Ce monde cyborg, qui nous « veut autant de bien », est-il une fatalité ? Peut-on encore se libérer à la fois du dualisme occidental et des biopouvoirs et géopouvoirs qui entendent supprimer la nature pour nous délivrer définitivement, voire éternellement, de notre fragilité et des limites matérielles de la nature ?

Dans ce livre, je voudrais développer l’idée que non seulement la nature n’est pas un objet mort, opposé à l’humanité pensante et raisonnante ou encore une machine cybernétique produisant des flux de services et d’information auxquels nous serions connectés, mais qu’elle contient en elle-même, par ce qu’elle est concrètement et de manière immanente, des bornes à partir desquelles nous pourrions retrouver un point d’appui extérieur, une orientation et un sursaut d’humanité. C’est l’objet des deux premiers chapitres. Les humains et la nature entretiennent des relations asymétriques : contrairement aux représentations dualistes les humains ne sont pas extérieurs à la nature alors que la nature est en partie extérieure à l’expérience humaine, contrairement aux visions monistes qui fusionnent nature et société. L’institution de la société s’étaye sur la nature et non l’inverse. C’est la raison pour laquelle l’écologie enveloppe la totalité de la vie sociale.

Ces limites et cette asymétrie définissent l’âge de la fragilité au lieu de celui de la toute-puissance. Elles invitent à tisser à nouveau les fils d’une humanité attachée à la nature, une nature proche, incorporée et en même temps séparée, étrange et étrangère, à la fois accueillante et menaçante.
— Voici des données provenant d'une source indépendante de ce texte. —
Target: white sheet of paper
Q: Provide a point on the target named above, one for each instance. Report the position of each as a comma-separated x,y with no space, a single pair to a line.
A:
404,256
Une fragilité qui engagerait une nouvelle solidarité entre les humains et qui serait l’indice d’une fêlure, d’un appel réciproque des humains et de la nature, engageant la coopération au lieu de l’opposition, de l’arrachement, de la concurrence et de la guerre. […]

Notes

[1Annie Lebrun, Perspective dépravée, Entre catastrophe réelle et catastrophe imaginaire, Paris, Éditions du Sandre, 1991, p. 61.

[2Jean-Jacques Rousseau, Émile, Œuvres complètes, IV, Bibliothèque de La Pléiade, Gallimard, p. 503, cité in Judith Butler, Qu’est-ce qu’une vie bonne ? Payot&Rivages, Paris, 2014, p.27-28.

[3Claude Levi-Strauss, in Le Monde, 21-22 janvier 1979, cité par Fernand Deligny, Les détours de l’agir ou le moindre geste, Paris, Hachette, 1979, pp. 42-43.

[4Stéphane Haber, Critique de l’anti-naturalisme, Paris, PUF, 2006, p. 14.